这边的code是参考coursera上课程的code，根据自己的需求改成中文的范例
此资料为conllu档，所以先透过处理这个档的package来整理

整理为以下格式，以 '天气真好'为例：
- sentence : '--s--', '天气', '真', '好'
- pos: '--n--', '名词', '副词', '形容词'
- data: https://github.com/UniversalDependencies/UD_Chinese-GSD (我只有找到这个中文的dataset QQ)
汇入资料

## 资料准备
!pip install conllu
from io import open
from conllu import parse_incr
import re

整理成想要的格式，一个专门纪录句字的list，一个专门记录POS的tag

def arrange_dataset(file_name: str, start_word_token: str, start_pos_token: str)-> dict:
    data_file = open(file_name, "r", encoding="utf-8")
    # 处理 dataset
    sentences_list = []
    pos_list = []

    for tokenlist in parse_incr(data_file):
        temp_str = [start_word_token]
        temp_pos = [start_pos_token]

        for s in tokenlist:
            temp_str.append(s['form'])
            temp_pos.append(s['upos'])
            
        sentences_list.append(temp_str)
        pos_list.append(temp_pos)
    
    return {
        'sentences_list': sentences_list,
        'pos_list': pos_list,
    }

# 处理 train 与 test data
train_file_path = 'UD_Chinese-GSD-master/zh_gsd-ud-train.conllu'
test_file_path = 'UD_Chinese-GSD-master/zh_gsd-ud-test.conllu'
start_w_token = '--s--'
start_pos_token = '--n--'

train_data_dict = arrange_dataset(train_file_path, start_w_token, start_pos_token)
test_data_dict = arrange_dataset(test_file_path, start_w_token, start_pos_token)
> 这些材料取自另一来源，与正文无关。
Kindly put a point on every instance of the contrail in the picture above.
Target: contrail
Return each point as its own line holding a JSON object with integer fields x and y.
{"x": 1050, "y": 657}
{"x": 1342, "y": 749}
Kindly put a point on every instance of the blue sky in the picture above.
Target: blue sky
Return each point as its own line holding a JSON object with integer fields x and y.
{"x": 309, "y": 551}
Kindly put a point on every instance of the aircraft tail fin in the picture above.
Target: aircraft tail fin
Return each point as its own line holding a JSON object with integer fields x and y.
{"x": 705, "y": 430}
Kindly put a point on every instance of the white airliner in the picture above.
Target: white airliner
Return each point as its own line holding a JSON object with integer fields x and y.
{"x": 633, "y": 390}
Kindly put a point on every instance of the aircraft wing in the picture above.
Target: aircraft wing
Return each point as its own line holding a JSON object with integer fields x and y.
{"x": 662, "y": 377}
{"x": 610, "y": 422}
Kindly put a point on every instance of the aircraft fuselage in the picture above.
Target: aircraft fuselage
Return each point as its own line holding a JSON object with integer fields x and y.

train_sentence, train_pos = train_data_dict['sentences_list'], train_data_dict['pos_list']
test_sentence, test_pos = test_data_dict['sentences_list'], test_data_dict['pos_list']

将每个字纪录，存成一个字典

# vocab: 将词存至字典
vocab = {}
cnt_word = 0

# 计算每个词出现的次数
freq = defaultdict(int)

for sentence in train_sentence: 
    for word in sentence:
        if word not in vocab:
            vocab[word] = cnt_word
            cnt_word += 1
            
        freq[word] += 1
    
print("字典:")
cnt = 0
for k, v in vocab.items():
    print(f"{k}:{v}")
    cnt += 1
    if cnt > 20:
        break

# output: 
# 字典:
# --s--:0
# 看似:1
# 简单:2
# ，:3

处理unk的字的function

def assign_unk(word):
    punct = set(string.punctuation)
    if any(char in punct for char in word):
        return "--unk_punct--"
    return "--unk--"

标记word与tag

def get_word_tag(word, pos_tag, vocab):
    if word not in vocab:
        word = assign_unk(word)
    return word, pos_tag
get_word_tag('tardigrade', 'NN', vocab)
# output: ('--unk--', 'NN')

二. 实作HMM，处理HMM需要的三个矩阵

在计算这三个矩阵之前需要先记算数量，分别有下列三个数量:
* 状态转移 (Transition): 前一个词性与後一个词性的次数，transition_counts
* 发射的数量 (Emission): 每个字在每个词性的数量，emission_counts
* 各个tag的数量: tag_count

import pandas as pd
from collections import defaultdict
import math
import numpy as np

def create_three_HMM_matrix(sentences_list: list, pos_list: list) -> dict:
    
    emission_counts = defaultdict(int)
    transition_counts = defaultdict(int)
    tag_counts = defaultdict(int)

    sentence_len = len(sentences_list)
    
    i = 0 
    
    for sentence_idx in range(sentence_len):
        # 由该句第一个词
        prev_tag = pos_list[sentence_idx][0]
        tag_counts[prev_tag] += 1
        
        for word_tag_idx in range(1, len(sentences_list[sentence_idx])):
            i += 1

            if i % 5000 == 0:
                print(f"word count = {i}")
            
            word, tag = get_word_tag(sentences_list[sentence_idx][word_tag_idx], 
                                     pos_list[sentence_idx][word_tag_idx], 
                                     vocab)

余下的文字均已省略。